I smile and let out a loud girly yell as the news sets in. My mood lightens at the thought of being in her arms and getting to smell her, touch her, and kiss her. God, I can't wait to kiss her. "I love that you're this happy to see me." I hadn't realized but her cheeks were turning a darker shade of pink the more we talked and her brown hair that was cut into a mullet when I first met her had grown out.

"You should, because I'm very stingy with my love."
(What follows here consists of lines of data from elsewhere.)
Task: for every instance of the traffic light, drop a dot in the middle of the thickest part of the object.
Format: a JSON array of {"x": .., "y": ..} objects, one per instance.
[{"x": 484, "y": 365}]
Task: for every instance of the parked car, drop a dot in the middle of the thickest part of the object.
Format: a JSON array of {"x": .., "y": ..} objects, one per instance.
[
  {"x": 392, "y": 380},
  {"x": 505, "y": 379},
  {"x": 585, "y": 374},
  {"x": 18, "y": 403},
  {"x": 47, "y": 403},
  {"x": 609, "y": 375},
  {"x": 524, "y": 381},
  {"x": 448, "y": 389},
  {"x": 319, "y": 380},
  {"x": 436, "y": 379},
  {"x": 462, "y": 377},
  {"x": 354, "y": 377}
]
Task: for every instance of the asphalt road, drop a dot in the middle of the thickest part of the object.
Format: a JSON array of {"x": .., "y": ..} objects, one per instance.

As soon as the word left my mouth I froze. Love? Why the fuck did I say that? Jesus, Cory. I stare at the screen for a few seconds waiting for her to say something but she doesn't so I hang up. In a few minutes, I'll text and say my phone died.

Perfect plan.

Oh my god, love? What is wrong with me? I don't love her... right? I don't think. I've known her for close to three months. We've been on two dates, dinner that one night and then dinner and a movie a couple of nights ago. We've made out a lot and we had sex... kinda. If she was included it would've been the full package. I know close to nothing about her and she doesn't like talking about family life.

I'm not in love.

I try to push the thought away but it's hard to not think about it as I'm getting ready to go see her. Love is a strong word and I shouldn't have used it. But I wasn't wrong. I cared for her and worried about her which some would describe as a sign of love, but I barely know her. I'm not going to let a good head influence my feelings on someone.

I showered when I first woke up so all I have to do is pack my things and call an Uber. I can't wait for my mom to give me my car back. I've been going to therapy and communicating with Vicky. Exactly what she wanted me to do. I'll bring up the car thing later, she seems to have her hands full with the hot Asian guy.